11).   Finally, the question is whether the applicant is entitled to the orders sought? There is no doubt that the relationship between the applicant and the 1st respondent was contractual. In the said contract there  were rules and regulations governing the parties. Both parties were to adhere to their side of the bargain. Judicial Review remedies are generally in the regime of public law. Respectfully therefore I think the issues herein are in the regime of public law. There are rules and regulations as pointed above, governing the parties. This court will always intervene where there was injustice in terms of the cardinal principle of natural justice earlier on stated.

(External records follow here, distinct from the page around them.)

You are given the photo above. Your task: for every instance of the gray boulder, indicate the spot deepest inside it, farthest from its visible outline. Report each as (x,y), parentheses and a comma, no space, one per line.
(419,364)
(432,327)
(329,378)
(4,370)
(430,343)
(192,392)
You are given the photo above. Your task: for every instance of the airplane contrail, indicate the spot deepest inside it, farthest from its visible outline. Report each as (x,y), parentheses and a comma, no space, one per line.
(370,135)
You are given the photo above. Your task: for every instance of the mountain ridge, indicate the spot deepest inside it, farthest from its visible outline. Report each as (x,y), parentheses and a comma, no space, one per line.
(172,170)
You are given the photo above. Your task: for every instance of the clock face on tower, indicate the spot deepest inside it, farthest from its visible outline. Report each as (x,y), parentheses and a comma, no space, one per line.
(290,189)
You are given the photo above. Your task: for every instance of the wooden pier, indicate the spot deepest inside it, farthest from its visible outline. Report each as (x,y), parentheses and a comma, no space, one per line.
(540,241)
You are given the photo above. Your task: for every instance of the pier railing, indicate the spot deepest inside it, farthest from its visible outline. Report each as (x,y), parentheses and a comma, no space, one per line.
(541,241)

12).   In determining therefore that this matter is squarely a private matter I rely on the court of appeal decision in Kisumu HCCA 182 of 2004 Staff Disciplinary Committee of Maseno University & 2 Others -VS- Prof. Ochong Okello (2012)e KLRwhere the court stated as follows:

“I concur with the above proposition and find that the breach or threatened breach of the appellants contract of employment was not a public act or a matter of public law but was a matter of contractual  relationship between the appellant and the respondents, governed by private law. It was not therefore an appropriate action justifying the granting of orders of Judicial Review. The respondent may well have had a genuine grievance. His remedy however lies under private law which covers disputes relating to contractual relationships. Therefore the High Court erred in granting the orders of judicial review as Prof. Ochong did not have public right capable of protection under the supervisory jurisdiction of the court”.

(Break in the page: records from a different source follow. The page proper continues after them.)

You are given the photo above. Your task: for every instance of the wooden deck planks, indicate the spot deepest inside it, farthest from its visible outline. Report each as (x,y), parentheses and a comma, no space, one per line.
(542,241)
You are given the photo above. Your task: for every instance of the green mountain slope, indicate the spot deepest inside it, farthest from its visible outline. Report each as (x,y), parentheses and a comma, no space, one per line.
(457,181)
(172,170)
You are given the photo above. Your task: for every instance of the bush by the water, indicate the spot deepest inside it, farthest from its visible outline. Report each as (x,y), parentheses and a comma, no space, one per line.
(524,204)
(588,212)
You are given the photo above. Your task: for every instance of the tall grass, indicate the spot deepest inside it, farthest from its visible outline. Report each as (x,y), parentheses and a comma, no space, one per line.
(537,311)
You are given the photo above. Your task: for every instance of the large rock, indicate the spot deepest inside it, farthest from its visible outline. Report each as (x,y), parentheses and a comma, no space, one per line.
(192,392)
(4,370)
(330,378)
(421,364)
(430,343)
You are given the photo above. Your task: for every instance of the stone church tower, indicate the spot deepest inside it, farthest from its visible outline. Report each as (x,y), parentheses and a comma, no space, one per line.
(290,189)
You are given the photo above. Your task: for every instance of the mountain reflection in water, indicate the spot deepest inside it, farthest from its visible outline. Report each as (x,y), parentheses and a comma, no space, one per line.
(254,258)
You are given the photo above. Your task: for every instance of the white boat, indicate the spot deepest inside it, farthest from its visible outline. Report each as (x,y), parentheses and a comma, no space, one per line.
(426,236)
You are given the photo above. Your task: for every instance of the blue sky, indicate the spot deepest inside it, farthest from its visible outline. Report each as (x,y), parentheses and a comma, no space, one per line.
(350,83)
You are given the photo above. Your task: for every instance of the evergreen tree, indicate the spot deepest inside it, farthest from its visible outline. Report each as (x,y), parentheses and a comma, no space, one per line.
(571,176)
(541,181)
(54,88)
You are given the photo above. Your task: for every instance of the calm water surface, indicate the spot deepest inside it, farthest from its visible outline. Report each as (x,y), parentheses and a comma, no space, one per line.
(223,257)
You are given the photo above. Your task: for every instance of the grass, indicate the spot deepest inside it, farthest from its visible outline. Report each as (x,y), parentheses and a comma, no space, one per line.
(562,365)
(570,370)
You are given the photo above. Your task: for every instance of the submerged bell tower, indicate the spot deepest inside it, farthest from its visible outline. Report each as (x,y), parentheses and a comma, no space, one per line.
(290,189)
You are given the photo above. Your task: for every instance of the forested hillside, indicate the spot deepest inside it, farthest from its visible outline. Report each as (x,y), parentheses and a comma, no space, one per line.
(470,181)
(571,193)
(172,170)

13).   The court proceeded to decline the orders of certiorari. Conversly there was a contractual relationship between the applicant and the respondent. If the applicant thought that there was such a breach then the contract must contain remedies which I believe include damages, and which the applicant ought to pursue.

In the premises and for the reasons stated above this court cannot reinstate the applicant as prayed as this would be imposing a contract on top of another contract which is not the court's duty. I do not find merit in this application. The allegations obviously are grave and weighty. It has to do with a disciplinary process in regard to an employee having a sexual liaison with a student who in this case is a minor. As earlier opined, it is not for this court to determine the veracity or otherwise of the allegations. Those are the province of a criminal process. Suffice to say that for now this application is defective and wrongly brought before this court. The same is otherwise dismissed with costs.

Dated, signed and delivered at Kisumu this 31st day of July, 2014.